Dr. Emma Nichols: Right. Right. That’s so interesting. So when a healthcare practice or whatever facility implements this software, is there a lot of input required on the part of the user?

Suvas Vajracharya: There are a number of inputs, yes. So that includes the provider preferences on when they’re available to work as we talked about earlier. Their preferences on when they want to be on vacation. And since there are typically 20, 30 doctors in a group’s schedule, the number of preferences can add up. In addition, there’s staffing requirements, how many bodies you need at various specialty groups. And many specialty groups have a lot of subspecialties. Cardiologists and radiologists have subspecialized doctors that only see certain types of films or only do certain types of office procedures, so it’s really important to have the right staff to see their expected patients that are coming in.

Dr. Emma Nichols: Sure.

Suvas Vajracharya: There are many inputs into the system, and that’s what makes it really challenging to do this in your head.

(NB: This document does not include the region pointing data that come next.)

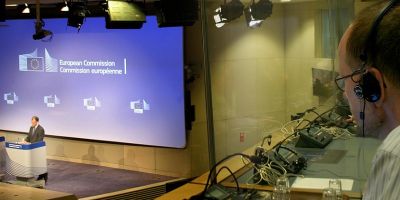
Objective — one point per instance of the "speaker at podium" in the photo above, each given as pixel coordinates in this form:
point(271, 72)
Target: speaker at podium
point(26, 160)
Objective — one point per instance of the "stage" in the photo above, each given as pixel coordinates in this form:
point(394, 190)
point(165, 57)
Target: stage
point(86, 180)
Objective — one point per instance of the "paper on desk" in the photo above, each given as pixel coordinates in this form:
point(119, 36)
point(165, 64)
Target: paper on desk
point(320, 183)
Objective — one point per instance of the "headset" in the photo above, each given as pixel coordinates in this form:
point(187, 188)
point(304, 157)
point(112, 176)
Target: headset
point(368, 87)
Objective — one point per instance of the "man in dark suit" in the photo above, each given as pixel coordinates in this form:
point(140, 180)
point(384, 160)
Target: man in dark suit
point(36, 134)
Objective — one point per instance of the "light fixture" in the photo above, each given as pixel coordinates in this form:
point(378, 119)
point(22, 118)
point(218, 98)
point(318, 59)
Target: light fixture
point(228, 12)
point(256, 13)
point(26, 9)
point(41, 33)
point(124, 15)
point(77, 14)
point(65, 8)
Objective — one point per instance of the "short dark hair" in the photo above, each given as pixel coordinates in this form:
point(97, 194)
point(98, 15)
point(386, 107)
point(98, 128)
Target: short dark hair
point(384, 54)
point(36, 118)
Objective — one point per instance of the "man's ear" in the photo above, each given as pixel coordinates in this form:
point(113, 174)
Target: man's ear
point(379, 77)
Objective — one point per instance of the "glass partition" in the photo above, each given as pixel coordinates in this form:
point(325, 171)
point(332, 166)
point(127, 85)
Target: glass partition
point(263, 75)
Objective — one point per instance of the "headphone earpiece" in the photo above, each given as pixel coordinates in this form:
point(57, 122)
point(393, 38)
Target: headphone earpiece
point(358, 91)
point(368, 88)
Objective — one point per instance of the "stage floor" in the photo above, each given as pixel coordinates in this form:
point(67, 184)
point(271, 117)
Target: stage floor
point(85, 180)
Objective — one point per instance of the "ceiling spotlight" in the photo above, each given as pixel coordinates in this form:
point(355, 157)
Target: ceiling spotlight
point(124, 15)
point(26, 9)
point(65, 8)
point(77, 14)
point(256, 13)
point(40, 33)
point(228, 12)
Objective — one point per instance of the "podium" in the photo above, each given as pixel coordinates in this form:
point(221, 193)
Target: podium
point(2, 154)
point(26, 160)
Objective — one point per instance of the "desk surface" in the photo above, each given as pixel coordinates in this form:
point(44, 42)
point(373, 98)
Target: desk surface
point(345, 159)
point(353, 163)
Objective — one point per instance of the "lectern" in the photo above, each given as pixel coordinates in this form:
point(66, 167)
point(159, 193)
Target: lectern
point(26, 160)
point(2, 154)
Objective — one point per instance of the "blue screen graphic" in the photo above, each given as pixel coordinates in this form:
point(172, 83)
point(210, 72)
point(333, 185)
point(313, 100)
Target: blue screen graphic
point(110, 85)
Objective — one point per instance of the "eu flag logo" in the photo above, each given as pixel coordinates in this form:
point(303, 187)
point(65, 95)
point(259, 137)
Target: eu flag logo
point(35, 64)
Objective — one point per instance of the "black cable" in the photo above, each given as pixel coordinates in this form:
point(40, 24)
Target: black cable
point(233, 175)
point(269, 140)
point(322, 114)
point(219, 162)
point(362, 117)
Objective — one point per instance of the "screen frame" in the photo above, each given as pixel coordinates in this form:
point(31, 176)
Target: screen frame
point(118, 142)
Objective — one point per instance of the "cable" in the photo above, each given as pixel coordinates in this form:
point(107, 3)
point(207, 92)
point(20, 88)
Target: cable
point(221, 161)
point(233, 175)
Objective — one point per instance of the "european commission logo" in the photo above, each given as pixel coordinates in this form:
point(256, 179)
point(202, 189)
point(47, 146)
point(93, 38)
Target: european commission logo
point(51, 101)
point(91, 103)
point(139, 106)
point(32, 62)
point(10, 98)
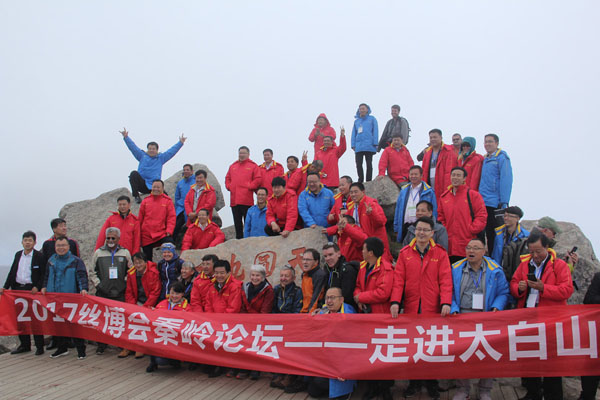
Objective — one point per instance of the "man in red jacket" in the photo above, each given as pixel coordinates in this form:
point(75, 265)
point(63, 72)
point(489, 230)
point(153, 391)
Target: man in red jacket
point(342, 200)
point(157, 219)
point(203, 281)
point(224, 296)
point(282, 210)
point(462, 211)
point(202, 234)
point(423, 279)
point(396, 160)
point(330, 154)
point(372, 295)
point(127, 223)
point(242, 179)
point(438, 161)
point(201, 195)
point(350, 237)
point(369, 215)
point(541, 280)
point(269, 170)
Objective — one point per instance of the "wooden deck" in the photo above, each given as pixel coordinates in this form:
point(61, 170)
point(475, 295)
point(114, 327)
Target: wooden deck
point(105, 377)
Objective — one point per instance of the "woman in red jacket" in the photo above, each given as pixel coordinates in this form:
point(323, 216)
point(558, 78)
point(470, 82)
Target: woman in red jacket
point(257, 298)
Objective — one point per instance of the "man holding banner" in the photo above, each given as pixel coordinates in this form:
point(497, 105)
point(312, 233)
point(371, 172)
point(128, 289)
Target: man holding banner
point(542, 279)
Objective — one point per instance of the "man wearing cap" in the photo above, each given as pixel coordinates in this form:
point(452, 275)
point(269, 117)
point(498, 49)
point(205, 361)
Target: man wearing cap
point(510, 242)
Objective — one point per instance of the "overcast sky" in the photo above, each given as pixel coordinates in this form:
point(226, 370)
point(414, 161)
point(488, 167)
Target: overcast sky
point(258, 73)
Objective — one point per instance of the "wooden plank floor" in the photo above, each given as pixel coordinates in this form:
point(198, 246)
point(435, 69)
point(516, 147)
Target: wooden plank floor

Dr. Emma Nichols: Yeah, absolutely. Absolutely. So do you have any other comments for our clinician audience or anybody that might be interested in using this solution?

Suvas Vajracharya: Yes. I would say that it’s important for us to focus on today’s problem. Artificial intelligence, you know, when I was attending HIMSS earlier this year, a lot of it was discussing solutions about diagnosis and predicting, which is a really amazing what that promises to do. But a solution in large part in my view, in the future, it may not happen for a decade or so. And so we’re more focused on the current issue of the problems that we have now. Right now, doctors are overworked, they are burned out. They’re leaving the practice and encouraging their children not to go into medicine. So this is a problem that we need to address now, and so our goal is to use AI to solve today’s problem.

The interview originally aired June 13, 2018 on AIMedicineNews.com. The transcript has been lightly edited for brevity and clarity.